The day ended in anti-climax. Passing through the city gates, Jesus made his way into the Temple. He looked round, noting darkly the tables piled high with coins as the money-changers fleeced the pilgrims buying lambs for the coming feast. He ground his teeth at the shouting, the filth, the sordid gain that defiled the house of the God he loved. But for the moment he did nothing. Quietly, as the sun sank into the west, he retraced his steps to Bethany, and the crowds dispersed. There was much argument around the fireside that evening over the events of the day.
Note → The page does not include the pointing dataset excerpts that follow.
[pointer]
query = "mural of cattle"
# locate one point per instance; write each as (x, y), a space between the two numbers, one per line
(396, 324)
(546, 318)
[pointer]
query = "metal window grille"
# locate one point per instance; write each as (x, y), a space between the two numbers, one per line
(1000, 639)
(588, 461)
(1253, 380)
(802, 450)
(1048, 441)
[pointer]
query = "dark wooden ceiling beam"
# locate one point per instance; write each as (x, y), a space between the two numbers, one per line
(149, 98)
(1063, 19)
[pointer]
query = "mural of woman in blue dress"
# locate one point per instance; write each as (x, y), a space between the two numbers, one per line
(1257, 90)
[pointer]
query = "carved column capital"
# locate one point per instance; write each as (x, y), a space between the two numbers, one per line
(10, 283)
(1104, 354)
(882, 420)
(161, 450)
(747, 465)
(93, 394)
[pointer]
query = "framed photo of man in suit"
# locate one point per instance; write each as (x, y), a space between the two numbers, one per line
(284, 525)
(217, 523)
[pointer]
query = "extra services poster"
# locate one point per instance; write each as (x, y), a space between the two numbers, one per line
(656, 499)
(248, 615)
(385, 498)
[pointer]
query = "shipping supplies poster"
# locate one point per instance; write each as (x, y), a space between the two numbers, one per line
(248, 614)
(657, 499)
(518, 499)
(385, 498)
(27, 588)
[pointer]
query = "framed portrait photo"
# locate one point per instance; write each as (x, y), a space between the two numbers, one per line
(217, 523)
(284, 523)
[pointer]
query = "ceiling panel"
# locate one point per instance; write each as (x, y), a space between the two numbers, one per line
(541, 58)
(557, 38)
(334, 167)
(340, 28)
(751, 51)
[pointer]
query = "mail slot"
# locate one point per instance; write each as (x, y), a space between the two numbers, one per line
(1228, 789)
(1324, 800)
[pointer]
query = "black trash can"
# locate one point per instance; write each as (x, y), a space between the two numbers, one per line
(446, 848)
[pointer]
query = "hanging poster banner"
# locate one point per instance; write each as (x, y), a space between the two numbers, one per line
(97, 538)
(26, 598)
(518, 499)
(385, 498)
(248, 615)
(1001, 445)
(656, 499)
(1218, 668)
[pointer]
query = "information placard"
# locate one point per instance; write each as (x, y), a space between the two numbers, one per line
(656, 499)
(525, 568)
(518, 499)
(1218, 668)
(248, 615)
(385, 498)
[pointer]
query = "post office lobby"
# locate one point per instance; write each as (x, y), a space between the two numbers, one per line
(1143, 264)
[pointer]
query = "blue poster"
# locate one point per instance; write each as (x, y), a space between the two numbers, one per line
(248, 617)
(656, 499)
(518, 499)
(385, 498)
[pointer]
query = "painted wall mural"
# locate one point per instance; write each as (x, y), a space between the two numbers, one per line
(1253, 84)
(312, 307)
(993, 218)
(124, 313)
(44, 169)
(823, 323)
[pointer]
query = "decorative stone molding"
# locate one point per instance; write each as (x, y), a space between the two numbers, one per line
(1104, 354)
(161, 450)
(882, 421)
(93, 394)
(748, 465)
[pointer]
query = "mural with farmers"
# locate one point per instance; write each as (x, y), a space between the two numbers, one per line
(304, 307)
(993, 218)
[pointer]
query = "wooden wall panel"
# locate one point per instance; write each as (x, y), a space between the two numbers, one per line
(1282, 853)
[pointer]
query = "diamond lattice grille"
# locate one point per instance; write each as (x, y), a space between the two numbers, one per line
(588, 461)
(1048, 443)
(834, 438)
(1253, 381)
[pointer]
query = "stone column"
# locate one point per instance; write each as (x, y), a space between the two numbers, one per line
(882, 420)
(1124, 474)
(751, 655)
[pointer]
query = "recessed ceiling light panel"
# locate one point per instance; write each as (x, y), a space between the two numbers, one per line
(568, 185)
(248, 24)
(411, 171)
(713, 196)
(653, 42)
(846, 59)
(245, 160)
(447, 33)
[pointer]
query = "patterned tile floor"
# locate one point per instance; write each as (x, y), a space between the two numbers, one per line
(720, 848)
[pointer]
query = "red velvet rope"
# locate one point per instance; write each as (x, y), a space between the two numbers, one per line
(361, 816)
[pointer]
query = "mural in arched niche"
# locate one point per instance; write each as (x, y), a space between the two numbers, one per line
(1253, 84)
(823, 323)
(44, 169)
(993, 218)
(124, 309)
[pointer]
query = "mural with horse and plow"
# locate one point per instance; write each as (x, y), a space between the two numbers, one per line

Public opinion swayed to and fro, a deep national longing for freedom, frustrated by Jesus’ inaction and his strange deep sayings that no one understood. The most significant thing that had happened passed them all by. As John remarks in his gospel, it was days before it smote them.

 

As he rode down the mountainside, Jesus had fulfilled a remarkable prophecy of Zechariah, written centuries before; “Lo, your king comes to you” he had said, “humble and riding on an ass” (Zechariah 9:9). Yes, Jesus was the king, but as Zechariah continued, before “his dominion shall be from sea to sea, and from the River to the ends of the earth”, he must first pour out his blood “the blood of the covenant” (v.11), which would deliver his captives, not from the Romans, but from the “waterless pit” of the grave. Sadly, the Jews “knew not the day of their visitation”. Rejecting the one who had come to save them, they were to taste all the bitterness of his prophetic words when in AD 70 Jerusalem was laid low in a rage of fire and blood. Which leaves one last saying of Jesus on that topic still to be fulfilled “Behold, your house is forsaken and desolate. For I tell you, you will not see me again until you say ‘Blessed is he who comes in the name of the Lord’” (Matt. 23:38,39) For that Second Coming of the King we are waiting and longing, when He will bring deliverance from the grave and all our fears.

 

Pray God we may be ready in the time of our visitation.